Chapter 11

You ask her.

That’s the thing. That’s the part you keep turning over on the way to the rink on Wednesday morning, the part that still surprises you a little even though you were there when it happened — you asked her. You, who spent months saying hey and looking away, who fumbled your laces the first time she sat next to you, who has been carefully, quietly, devastatingly falling for a girl you only just learned the name of.

You texted her Tuesday night.

There’s a café near the rink I’ve been meaning to try — do you want to come after practice tomorrow?

You’d stared at it for a full minute before sending it.

She’d replied in four seconds.

yes obviously. see you tomorrow 🖤

You’d put your phone face down on your bed and stared at the ceiling for a while after that.

Practice is good.

Sandra is pleased, which means she only stops you four times instead of seven, and your flip is consistent in a way that feels like it might finally be settling into your body properly. You run the program clean on the third attempt and she makes a note on her clipboard with the energy of someone who won’t say well done out loud but absolutely means it.

At the far end of the rink Alysa is working on something fast and technical, a sequence you don’t know the name of but that looks like controlled chaos from here — all sharp edges and quick turns and then suddenly a jump that seems to come from nowhere, clean and light as anything. Phillip says something when she lands. She does it again.

You watch for exactly one second.

One very long second.

Then Sandra says your name and you go back to your footwork.

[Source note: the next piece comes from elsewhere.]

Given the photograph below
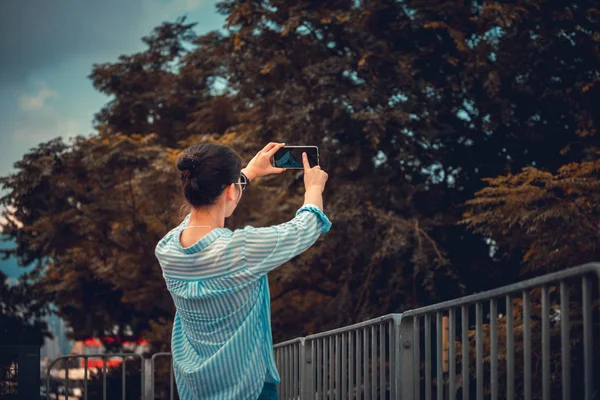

The café is called something with bloom in the name and the window is full of trailing plants and it is exactly the kind of place you would choose and Alysa tells you so the moment you walk in, which makes something in you warm in a way that has nothing to do with coming in from the cold.

You find a table in the corner — small and round, two chairs close together, a little candle in a glass even though it’s the afternoon. The kind of table that doesn’t leave much space between people and doesn’t apologise for it.

Alysa is in her element the way she always is, reading the menu with genuine interest, asking the person who takes your order a question about the soup that gets a two minute answer she listens to completely, and you sit across from her with your hands around your water glass and think about how she is so thoroughly, entirely herself in every room she enters and how you find that more lovely every single time.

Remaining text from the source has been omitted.